Armies of Liberation

Jane Novak's blog about Yemen

al-Houthi

Filed under: Yemen — by Jane Novak at 6:58 am on Monday, June 27, 2005

AD: But (Saleh) appears to have thought it useful to pose as a bastion against Iranian influence, just as he did earlier with regard to al-Qaida. While many Yemenis balked at what they saw as their president’s resort to sectarian incitement, they were equally aghast at his boast that a punitive military assault against Hussein al-Houthi would resolve everything. The campaign turned into fiasco, making a mockery of the state and a hero of the dissident cleric.

Houthi’s followers had not, after all, initiated any violence, and he had not declared any rebellion. His dissent was verbal and his reasoning religious, and his views about the president were by no means unique.

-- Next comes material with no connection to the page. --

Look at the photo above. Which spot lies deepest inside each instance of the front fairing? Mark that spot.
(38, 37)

Indeed, Saleh may have moved against him because he felt he was opening the floodgates to public denunciation of his regime and thus bringing its demise closer. Some regime insiders go further, suggesting that Houthi was brought to centre-stage as part of the fierce rivalry for power and influence between the president’s cousin Ali Muhsin, who commands the northwestern military sector, and his son Ahmad. Ali Muhsin was in charge of planning and carrying out the operation ordered by the president, which was conducted in a manner that risks dragging Yemen into sectarian and tribal conflict. As a reputed Zaidi convert to Wahhabism, Ali Muhsin is considered hostile to all forms of Shiism.